Eppure, a dispetto delle ipotesi, una delle più grandi e celebri conseguenze, di quest’incendio, fu l’accusa imperiale lanciata ai cristiani. Un ulteriore pretesto a quelle atroci persecuzioni, e condanne a morte, che cominciarono in seguito, delle quali resta traccia nei sepolcri della Necropoli romana sottostante la Basilica di San Pietro in Vaticano.
(Fonte: Wikipedia)
Roma, città focosa
Ciò che pochi di voi sapranno, però, è la quantità di altri incendi che interessarono la città. Quello neroniano non fu infatti l’unico “caso infuocato” della storia di Roma. Tra i maggiori, vi furono anche: l’incendio appiccato dai Galli, a seguito della presa della città nel 390 a.C; quello della zona del Foro Boario, lungo la sponda sinistra del Tevere, e del Foro Olitorio, nel 213 a.C; l’incendio del Foro repubblicano nel 14 d.C, sotto Augusto; quello del Celio, sotto Tiberio, nel 27 d.C; quello sul Campidoglio, causato dai combattimenti di Vespasiano e di Vitellio, nel 69 d.C; ma anche quello di Tito, nell’80 d.C; l’incendio sotto Commodo nel 190 d.C. che, distruggendo parte della città, permise all’imperatore di rifondarla col nome di Colonia Commodiana; e, infine, quello del 283 d.C. che vide il danneggiamento del Foro Romano, sotto l’imperatore Carino.
Le soluzioni di Augusto
Tutt’altro che rari, quindi, molti furono gli incendi di Roma, dolosi o meno. Tanto che, all’ennesimo episodio, quello del 6 d.C, fu l’imperatore Augusto a prendere in mano la situazione, cercando soluzioni utili a risolvere il problema. Probabilmente a seguito di questo accaduto, egli avviò la formazione e l’organizzazione del primo servizio di vigiles della storia. Con a capo un praefectus vigilum, nacquero così, a Roma, gli antenati dei nostri odierni vigili del fuoco. Come se non bastasse, poi, più tardi gli affiancò la costruzione di un alto muro tagliafuoco, efficace a prevenire la diffusione delle fiamme, nella zona tra la Suburra e l’area dei Fori imperiali (dove si trovavano, tra l’altro, gli edifici della pubblica amministrazione).

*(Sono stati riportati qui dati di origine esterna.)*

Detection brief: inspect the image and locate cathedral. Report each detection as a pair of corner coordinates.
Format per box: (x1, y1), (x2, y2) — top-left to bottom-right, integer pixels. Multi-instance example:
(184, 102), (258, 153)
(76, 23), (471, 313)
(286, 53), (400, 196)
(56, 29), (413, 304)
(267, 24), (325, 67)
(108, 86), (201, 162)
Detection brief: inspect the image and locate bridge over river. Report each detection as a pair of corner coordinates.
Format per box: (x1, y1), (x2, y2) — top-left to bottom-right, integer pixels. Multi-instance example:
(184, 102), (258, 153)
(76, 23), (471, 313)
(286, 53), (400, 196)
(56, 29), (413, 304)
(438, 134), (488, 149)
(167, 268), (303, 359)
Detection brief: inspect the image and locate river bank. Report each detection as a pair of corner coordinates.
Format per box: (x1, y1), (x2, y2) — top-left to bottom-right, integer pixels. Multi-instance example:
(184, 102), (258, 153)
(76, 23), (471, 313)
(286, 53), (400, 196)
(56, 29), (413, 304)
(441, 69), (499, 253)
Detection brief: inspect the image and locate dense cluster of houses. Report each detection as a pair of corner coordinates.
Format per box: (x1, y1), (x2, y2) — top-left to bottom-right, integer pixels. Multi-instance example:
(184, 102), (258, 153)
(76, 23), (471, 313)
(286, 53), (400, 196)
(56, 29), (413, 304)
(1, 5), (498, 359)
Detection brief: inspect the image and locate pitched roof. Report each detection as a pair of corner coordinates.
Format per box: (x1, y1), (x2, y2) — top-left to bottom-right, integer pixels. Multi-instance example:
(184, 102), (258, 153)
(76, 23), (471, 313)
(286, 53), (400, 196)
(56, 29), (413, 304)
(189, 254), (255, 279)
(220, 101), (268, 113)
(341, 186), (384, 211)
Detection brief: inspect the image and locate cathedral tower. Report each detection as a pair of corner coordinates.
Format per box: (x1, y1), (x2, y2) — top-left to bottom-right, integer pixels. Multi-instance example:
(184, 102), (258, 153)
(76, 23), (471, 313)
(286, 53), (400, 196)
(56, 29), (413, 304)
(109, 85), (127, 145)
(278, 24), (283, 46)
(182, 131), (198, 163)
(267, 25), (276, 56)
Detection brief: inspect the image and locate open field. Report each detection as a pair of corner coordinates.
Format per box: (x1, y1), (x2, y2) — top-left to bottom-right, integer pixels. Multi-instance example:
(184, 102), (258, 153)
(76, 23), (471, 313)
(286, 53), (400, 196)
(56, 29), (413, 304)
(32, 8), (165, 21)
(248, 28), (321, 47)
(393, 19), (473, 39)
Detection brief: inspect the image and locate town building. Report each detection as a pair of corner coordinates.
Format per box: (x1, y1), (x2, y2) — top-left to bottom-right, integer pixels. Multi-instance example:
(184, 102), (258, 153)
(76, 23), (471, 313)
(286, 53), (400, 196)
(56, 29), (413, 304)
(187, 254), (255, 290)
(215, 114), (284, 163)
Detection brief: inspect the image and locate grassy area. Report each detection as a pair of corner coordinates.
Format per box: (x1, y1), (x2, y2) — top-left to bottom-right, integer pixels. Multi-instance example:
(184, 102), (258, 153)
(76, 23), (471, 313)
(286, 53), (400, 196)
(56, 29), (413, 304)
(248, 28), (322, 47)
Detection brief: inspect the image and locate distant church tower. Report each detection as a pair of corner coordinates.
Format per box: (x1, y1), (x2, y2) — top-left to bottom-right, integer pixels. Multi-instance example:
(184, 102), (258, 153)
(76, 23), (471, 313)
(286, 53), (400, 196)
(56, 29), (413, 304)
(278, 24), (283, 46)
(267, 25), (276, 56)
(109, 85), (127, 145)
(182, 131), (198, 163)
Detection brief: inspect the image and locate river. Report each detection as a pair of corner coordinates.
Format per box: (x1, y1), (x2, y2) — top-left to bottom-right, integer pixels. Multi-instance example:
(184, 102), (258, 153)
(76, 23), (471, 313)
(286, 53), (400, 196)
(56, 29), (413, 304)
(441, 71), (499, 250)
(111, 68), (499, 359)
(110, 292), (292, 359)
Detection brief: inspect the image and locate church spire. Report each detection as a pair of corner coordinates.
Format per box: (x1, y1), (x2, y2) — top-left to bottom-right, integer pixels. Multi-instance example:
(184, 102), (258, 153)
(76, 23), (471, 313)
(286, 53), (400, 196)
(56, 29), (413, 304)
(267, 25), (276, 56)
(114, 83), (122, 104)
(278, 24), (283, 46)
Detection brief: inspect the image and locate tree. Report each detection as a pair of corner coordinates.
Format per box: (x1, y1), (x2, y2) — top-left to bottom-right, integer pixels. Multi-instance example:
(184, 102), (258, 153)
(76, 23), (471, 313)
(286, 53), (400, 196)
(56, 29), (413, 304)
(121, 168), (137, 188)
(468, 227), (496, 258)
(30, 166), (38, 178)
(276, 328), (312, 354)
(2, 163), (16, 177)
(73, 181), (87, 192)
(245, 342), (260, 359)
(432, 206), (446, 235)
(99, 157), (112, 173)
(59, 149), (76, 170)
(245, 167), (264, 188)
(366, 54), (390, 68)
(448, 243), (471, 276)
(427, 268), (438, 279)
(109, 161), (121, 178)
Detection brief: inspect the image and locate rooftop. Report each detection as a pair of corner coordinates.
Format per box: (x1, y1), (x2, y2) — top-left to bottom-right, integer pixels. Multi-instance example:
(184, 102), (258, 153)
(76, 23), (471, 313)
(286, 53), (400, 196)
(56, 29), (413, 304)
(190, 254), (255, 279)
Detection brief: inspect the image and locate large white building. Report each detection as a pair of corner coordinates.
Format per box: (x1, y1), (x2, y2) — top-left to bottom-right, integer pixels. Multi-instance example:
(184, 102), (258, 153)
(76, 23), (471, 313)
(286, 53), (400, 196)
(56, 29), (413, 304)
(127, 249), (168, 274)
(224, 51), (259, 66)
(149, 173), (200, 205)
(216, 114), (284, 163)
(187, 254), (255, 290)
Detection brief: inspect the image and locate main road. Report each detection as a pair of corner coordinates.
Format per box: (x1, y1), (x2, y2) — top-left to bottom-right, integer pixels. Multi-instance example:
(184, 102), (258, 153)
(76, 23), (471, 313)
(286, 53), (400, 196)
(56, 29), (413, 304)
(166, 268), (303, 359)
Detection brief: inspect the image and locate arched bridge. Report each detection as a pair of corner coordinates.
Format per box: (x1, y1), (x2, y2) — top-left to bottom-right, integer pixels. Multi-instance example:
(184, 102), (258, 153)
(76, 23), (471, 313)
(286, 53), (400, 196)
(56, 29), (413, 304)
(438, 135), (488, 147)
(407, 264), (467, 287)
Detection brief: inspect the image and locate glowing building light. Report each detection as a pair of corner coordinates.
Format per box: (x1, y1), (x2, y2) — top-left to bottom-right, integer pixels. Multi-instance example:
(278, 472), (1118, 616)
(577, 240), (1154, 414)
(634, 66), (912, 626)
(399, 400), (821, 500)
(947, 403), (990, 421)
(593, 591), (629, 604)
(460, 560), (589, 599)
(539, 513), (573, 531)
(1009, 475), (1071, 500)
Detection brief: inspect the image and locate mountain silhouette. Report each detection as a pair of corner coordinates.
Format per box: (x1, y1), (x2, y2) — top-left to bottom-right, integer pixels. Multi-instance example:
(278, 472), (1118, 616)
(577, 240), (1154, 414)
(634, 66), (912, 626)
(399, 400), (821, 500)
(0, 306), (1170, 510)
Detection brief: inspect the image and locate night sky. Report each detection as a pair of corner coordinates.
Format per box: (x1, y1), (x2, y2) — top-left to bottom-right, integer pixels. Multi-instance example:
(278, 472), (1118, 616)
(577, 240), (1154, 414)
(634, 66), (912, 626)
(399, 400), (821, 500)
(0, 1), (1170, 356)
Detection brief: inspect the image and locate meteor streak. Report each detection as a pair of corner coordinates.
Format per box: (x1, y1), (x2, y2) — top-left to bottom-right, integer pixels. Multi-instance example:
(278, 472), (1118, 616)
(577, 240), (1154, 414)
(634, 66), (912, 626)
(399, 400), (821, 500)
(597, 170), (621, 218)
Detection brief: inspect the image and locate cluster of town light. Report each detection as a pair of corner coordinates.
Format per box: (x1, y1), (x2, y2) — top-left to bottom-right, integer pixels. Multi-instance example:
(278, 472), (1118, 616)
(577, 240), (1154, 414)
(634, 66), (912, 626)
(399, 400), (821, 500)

(Fonte: Beni Culturali Online)
Dalle attività di prevenzione e contenimento, inoltre, non furono esclusi neanche i cittadini. Ogni famiglia romana, infatti, aveva l’obbligo di munire la proprie abitazione di una conserva d’acqua, da utilizzare, in caso di necessità, per eventuali azioni di spegnimento. Insomma, è vero: dopo di lui ci furono comunque altri incendi, ma quanto furono ingegnose le sue decisioni? Tanto quanto – ed ora è proprio il caso di dirlo – l’eternità della nostra città!